Rayid Ghani
Machine Learning Department and Heinz College of Information Systems and Public Policy
Office: Gates Hillman 8023 In front of my laptop, likely on zoom
Email: rayid at cmu dot edu

I am a Professor in the Machine Learning Department (in the School of Computer Science) and the Heinz College of Information Systems and Public Policy at Carnegie Mellon University. I work on developing and using Machine Learning, AI, and Data Science methods for solving high impact social good and public policy problems in a fair and equitable way across criminal justice, education, healthcare, energy, transportation, economic development, workforce development and public safety. My work includes collaborative projects with government agencies and NGOs, research in areas including explainablity, bias/fairness/equity, and developing and teaching educational and training programs.

I also started (at University of Chicago) and run the Data Science for Social Good Summer Fellowship (now at CMU).

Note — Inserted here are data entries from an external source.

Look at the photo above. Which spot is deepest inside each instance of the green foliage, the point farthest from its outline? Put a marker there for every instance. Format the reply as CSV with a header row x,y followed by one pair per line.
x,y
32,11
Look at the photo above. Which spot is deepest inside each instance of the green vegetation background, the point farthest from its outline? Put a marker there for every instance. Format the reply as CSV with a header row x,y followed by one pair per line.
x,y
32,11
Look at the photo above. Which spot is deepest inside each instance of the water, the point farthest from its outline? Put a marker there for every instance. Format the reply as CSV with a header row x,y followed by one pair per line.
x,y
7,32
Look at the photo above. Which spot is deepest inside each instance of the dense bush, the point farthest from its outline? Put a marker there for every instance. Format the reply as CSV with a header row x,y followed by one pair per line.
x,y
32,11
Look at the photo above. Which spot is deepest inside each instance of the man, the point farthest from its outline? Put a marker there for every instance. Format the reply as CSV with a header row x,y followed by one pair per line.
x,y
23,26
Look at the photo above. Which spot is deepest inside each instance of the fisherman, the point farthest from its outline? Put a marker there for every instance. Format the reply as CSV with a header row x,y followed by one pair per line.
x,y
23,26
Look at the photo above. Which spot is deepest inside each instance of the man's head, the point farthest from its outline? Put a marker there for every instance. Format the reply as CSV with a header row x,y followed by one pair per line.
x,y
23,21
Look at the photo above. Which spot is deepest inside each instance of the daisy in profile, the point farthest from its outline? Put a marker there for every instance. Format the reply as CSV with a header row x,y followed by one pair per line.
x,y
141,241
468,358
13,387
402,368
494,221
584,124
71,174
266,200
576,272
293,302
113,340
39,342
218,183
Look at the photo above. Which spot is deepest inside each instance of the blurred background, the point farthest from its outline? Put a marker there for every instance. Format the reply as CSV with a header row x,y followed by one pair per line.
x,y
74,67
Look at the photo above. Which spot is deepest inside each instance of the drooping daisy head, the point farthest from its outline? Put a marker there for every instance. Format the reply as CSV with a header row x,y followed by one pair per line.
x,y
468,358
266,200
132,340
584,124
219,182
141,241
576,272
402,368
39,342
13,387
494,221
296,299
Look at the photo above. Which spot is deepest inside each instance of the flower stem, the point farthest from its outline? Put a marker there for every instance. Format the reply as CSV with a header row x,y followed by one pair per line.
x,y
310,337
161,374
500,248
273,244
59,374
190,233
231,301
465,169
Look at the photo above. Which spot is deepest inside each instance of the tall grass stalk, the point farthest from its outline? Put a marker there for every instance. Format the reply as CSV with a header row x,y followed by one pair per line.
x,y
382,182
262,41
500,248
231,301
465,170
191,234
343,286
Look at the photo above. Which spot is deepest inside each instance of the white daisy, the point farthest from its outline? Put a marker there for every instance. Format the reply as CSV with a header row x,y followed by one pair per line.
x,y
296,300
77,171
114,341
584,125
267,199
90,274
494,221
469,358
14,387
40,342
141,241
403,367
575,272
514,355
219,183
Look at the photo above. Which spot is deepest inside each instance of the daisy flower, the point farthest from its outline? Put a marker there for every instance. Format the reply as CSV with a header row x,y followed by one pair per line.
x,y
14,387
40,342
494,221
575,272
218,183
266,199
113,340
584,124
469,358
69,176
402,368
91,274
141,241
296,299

Areas of Interest and Experience: Machine Learning/Data Science/Artificial Intelligence, Public Policy, Social Good, Ethics, Fairness, Social Justice and Equity

Recently (and reluctantly) added buzzwords: Big Data, Data Science, Artificial Intelligence
Older buzzwords that are trendy now: Machine Learning
Not so old buzzwords that are not trendy now: Data Mining, Analytics

What I used to do:

  • Founder/Director of the Center for Data Science and Public Policy, Research Associate Professor in the Department of Computer Science, and a Senior Fellow at the Harris School of Public Policy at the University of Chicago.
  • Chief Scientist at Obama for America 2012 campaign focusing on analytics, technology, and data.
  • Senior Research Scientist and Director of Analytics research at Accenture Labs where I led a technology research team focused on applied R&D in analytics, machine learning, and data mining for large-scale & emerging business problems in various industries including healthcare, retail & CPG, manufacturing, intelligence, and financial services.

In my ample free time, I advise several analytics start-ups and non-profits, speak at, organize and participate in academic and industry analytics conferences, and publish in Machine Learning, AI, Data Science, and Public Policy conferences and journals.

CV

Recent and Upcoming Events

Panel at TWIML on Explainability and Machine Learning – August 11th

KDD Hands-on tutorial on Dealing with Bias and Fairness in Building Data Science Systems – August 25th

KDD Social Impact Session – August 25

US GAO’s Comptroller General Forum on AI Oversight – September 9th and 10th

Recent Tweets

Research

 

My current research is focused on the question “How do we build AI-Human collaborative systems for social and policy problems that can be trusted to achieve fair and equitable policy outcomes?” and consists of three pillars:

1. Building Human-AI Collaborative Systems (for social and policy problems)

How do we use HCI and design approaches to build these systems? How do we make AI systems interpretable and explainable to users to help them improve their decision-making? How do we elicit and incorporate human feedback?

2. Ensuring that the social outcomes are fair and equitable.

How do we define equity? How do we measure and detect bias? How do we mitigate bias to create fair and equitable outcomes?

3. Ensuring that these systems are robust and resilient

How do we explicitly build these systems to match their use and deployment settings? What is the appropriate model selection and validation methodology to make them robust to changes over time? How do we make them resilient to gaming? How do we create transparency and trust for different stakeholders including those who will be impacted by the system?

 

This work is done through three types of activities:

  1. Collaborative Applied Projects: with governments and non profits to solve problems in policy and social good
  2. Training: students and professionals in governments and non profits in the use of data driven methods (Machine Learning, AI, Data Science) for policy and social good
  3. Research, Tools, and Methodology Development: to develop new methods and tools that are needed across policy areas with special emphasis on increasing fairness, reducing bias, making machine learning/AI algorithms and models more understandable and transparent.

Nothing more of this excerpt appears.